Reliving The Game: The very, very petty fight over the State of the Union

Soenke Pietsch (‘21)

As the world cheered towards and into 2019, there was not much smiling to be seen in the White House. Starting just before Christmas in 2018, a government shutdown, the result of failing to pass a funding bill providing the government with money, had kicked off that would become the longest in the history of the United States. The main reason: President Trump’s insistence on including funding for the border wall with Mexico in the bill and House Speaker Nancy Pelosi’s insistence on not including funding for one of Trump’s core campaign promises. Yet, the unintended effect of this dispute would have implications that stretched beyond either party’s original intentions and make history in the process.

Among the array of effects, whose origins’ trace back to the closing of our government,  may have been one our President would have liked to avoid. On January 16, Nancy Pelosi basically uninvited President Trump from giving the State of the Union speech in a letter, citing security concerns amid the government shutdown.

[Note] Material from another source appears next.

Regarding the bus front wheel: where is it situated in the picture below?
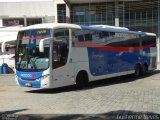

She told him she could pick another date once the shutdown was over, or he could send his speech over in writing. This was, of course, part of the broader shutdown fight. Pelosi was well aware of the fact that President Trump loves public attention, and she had total control over whether Trump would be able to be officially invited to give the State of the Union at the Capitol or not.

To give a little context, Article II, Section 3 of the United States Constitution states that the president “shall from time to time give to the Congress Information of the State of the Union, and recommend to their Consideration such Measures as he shall judge necessary and expedient.” Beyond this basic description, it doesn’t go into specifics. In other words, it was essentially up to Nancy Pelosi whether President Trump could deliver his State of the Union as it’s been done in recent years — from a podium on the House floor — or not. Therefore, the other option open to Trump at that moment, was writing his State of the Union in the form of a letter. Although it is common practice nowadays for our Presidents to give their speeches in front of an assembled House and swaths of camera crews streaming the speech live to the entire nations, it is still possible, as stated earlier, to deliver the State of the Union by letter. Doing this would have allowed President to relive the game of writing the State of the Union in  form of a letter and repeat unfamiliar history in the process.

For much of American history, the traditional State of the Union Address, informing citizens of the United States about the condition of their nation, had been delivered in writing. For the first 12 years of the US, Presidents George Washington and John Adams traveled to Congress to deliver an oral speech, but from Thomas Jefferson until Woodrow Wilson, the State of the Union had been sent to the House of Representatives in writing. If Trump had been provided with no other opportunity than writing his State of the Union, he may have put the union in a state it hadn’t been in for over 80 years.